Just to be clear, I'm trying something like this, looking for any output - from there, I'll hack up the script to take advantage of whatever I get. (IOW, I was expecting that a non-conforming input returns nothing while a valid line gets repeated.)
snafu=$(echo "$2" | grep -E "/^[-+]?(?:\.[0-9]+|(?:0|[1-9][0-9]*)(?:\.[0-9]*)?)$/")
if [ -z "$snafu" ] ;
then
echo "Not an integer - nothing back from the grep"
else
echo "Integer."
fi
Would someone please illustrate how this is most easily done?
Frankly, this is a short-coming of TEST, in my opinion.

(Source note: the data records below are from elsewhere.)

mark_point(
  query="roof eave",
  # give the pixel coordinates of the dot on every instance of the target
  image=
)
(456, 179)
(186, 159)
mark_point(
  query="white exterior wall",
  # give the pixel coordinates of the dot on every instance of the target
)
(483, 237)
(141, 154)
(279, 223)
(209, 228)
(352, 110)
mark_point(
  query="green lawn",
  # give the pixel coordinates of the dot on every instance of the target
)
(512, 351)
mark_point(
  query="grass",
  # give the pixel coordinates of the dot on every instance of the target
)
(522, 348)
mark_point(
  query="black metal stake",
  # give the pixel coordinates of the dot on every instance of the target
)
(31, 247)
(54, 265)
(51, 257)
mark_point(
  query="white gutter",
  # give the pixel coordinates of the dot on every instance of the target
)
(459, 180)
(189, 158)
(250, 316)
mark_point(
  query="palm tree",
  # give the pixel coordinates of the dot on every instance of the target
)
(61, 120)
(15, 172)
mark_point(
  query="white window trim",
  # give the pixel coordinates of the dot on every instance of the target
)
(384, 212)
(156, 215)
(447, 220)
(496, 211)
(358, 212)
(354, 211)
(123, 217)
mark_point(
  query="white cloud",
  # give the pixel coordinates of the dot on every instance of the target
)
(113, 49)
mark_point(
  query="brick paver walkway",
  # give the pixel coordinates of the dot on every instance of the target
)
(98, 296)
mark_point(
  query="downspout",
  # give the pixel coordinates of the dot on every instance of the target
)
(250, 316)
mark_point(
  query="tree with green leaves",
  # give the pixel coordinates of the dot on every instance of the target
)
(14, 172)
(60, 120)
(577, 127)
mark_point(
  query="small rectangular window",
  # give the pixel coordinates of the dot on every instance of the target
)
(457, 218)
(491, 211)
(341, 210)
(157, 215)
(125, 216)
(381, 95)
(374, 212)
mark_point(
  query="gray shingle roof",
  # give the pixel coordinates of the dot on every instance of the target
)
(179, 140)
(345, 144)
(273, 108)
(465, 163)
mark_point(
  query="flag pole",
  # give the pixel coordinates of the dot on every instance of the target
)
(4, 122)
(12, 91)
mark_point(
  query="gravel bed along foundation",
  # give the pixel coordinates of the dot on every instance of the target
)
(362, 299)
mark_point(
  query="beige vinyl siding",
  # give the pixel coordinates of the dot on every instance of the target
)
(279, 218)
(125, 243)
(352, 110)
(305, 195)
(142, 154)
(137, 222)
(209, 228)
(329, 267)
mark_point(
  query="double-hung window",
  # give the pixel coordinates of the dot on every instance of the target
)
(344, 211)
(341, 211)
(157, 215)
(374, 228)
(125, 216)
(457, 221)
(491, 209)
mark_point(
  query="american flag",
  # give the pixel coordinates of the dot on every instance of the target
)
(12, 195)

It should have a flag like this
if [ -I "string" ] ;
then
echo "String is a valid integer."
else
echo "String is not a valid integer."
fi
[[ $var =~ ^-?[0-9]+$ ]]
The ^ indicates the beginning of the input pattern
The - is a literal "-"
The ? means "0 or 1 of the preceding (-)"
The + means "1 or more of the preceding ([0-9])"

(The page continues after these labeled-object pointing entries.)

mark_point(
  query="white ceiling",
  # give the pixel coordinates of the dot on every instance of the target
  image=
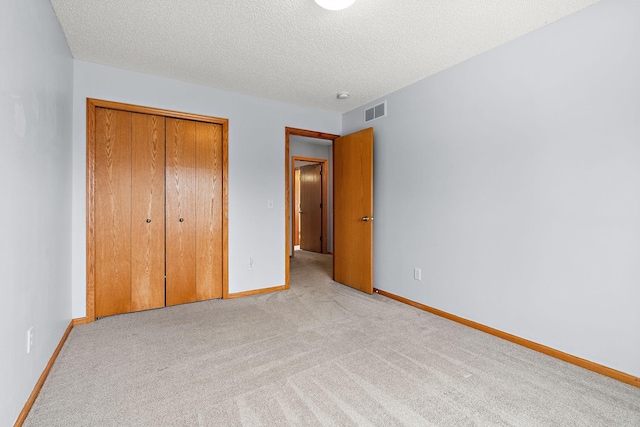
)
(293, 50)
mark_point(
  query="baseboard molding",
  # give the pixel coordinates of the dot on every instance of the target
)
(43, 376)
(257, 292)
(583, 363)
(81, 321)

The $ indicates the end of the input pattern
So the regex matches an optional - (for the case of negative numbers), followed by one or more decimal digits.
References:
http://www.tldp.org/LDP/abs/html/bashver3.html#REGEXMATCHREF
Wow... there are so many good solutions here!! Of all the solutions above, I agree with #nortally that using the -eq one liner is the coolest.

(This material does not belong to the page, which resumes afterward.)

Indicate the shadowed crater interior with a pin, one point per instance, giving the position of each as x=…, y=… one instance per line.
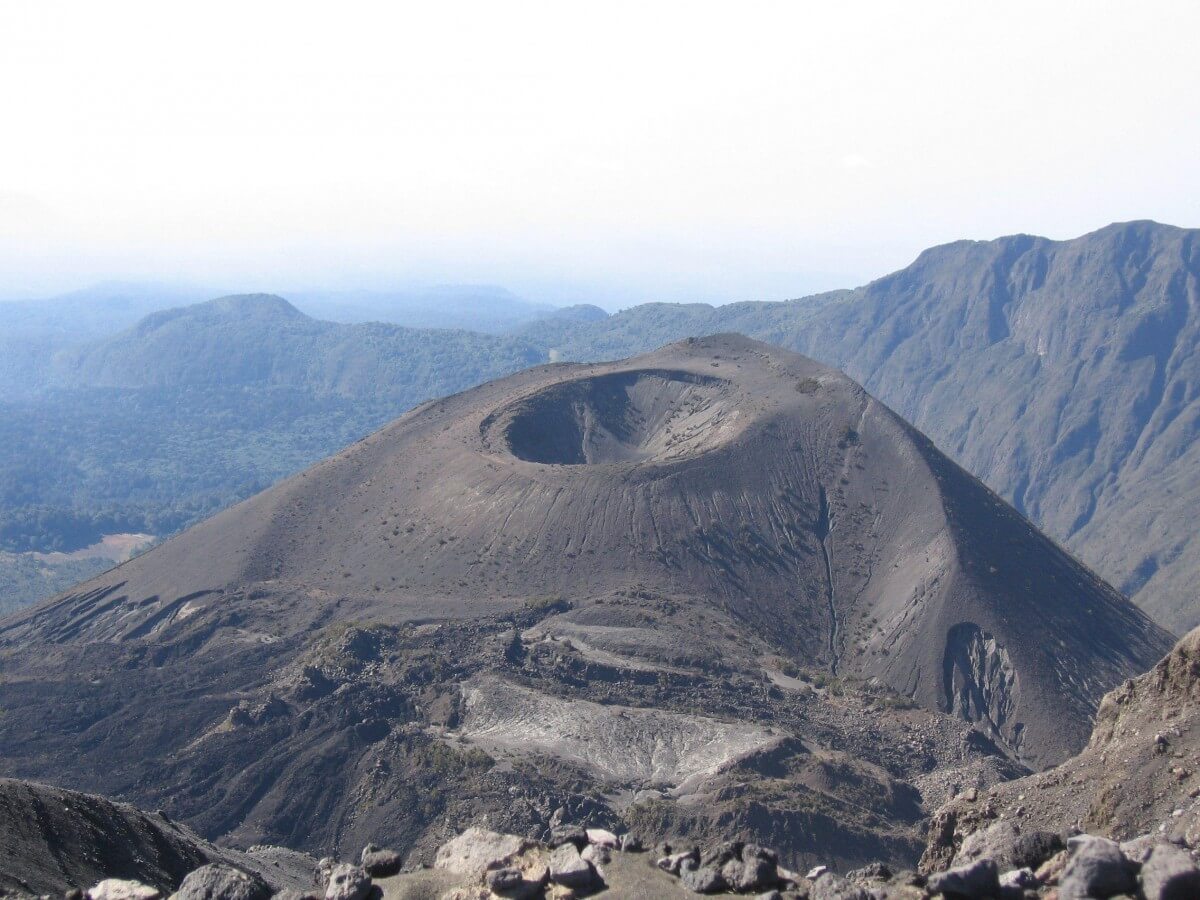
x=625, y=417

I am running GNU bash, version 4.1.5 (Debian). I have also checked this on ksh (SunSO 5.10).
Here is my version of checking if $1 is an integer or not:
if [ "$1" -eq "$1" ] 2>/dev/null
then
echo "$1 is an integer !!"
else
echo "ERROR: first parameter must be an integer."
echo $USAGE
exit 1
fi
This approach also accounts for negative numbers, which some of the other solutions will have a faulty negative result, and it will allow a prefix of "+" (e.g. +30) which obviously is an integer.
Results:
$ int_check.sh 123
123 is an integer !!
$ int_check.sh 123+
ERROR: first parameter must be an integer.
$ int_check.sh -123
-123 is an integer !!
$ int_check.sh +30
+30 is an integer !!
$ int_check.sh -123c
ERROR: first parameter must be an integer.
$ int_check.sh 123c
ERROR: first parameter must be an integer.
$ int_check.sh c123
ERROR: first parameter must be an integer.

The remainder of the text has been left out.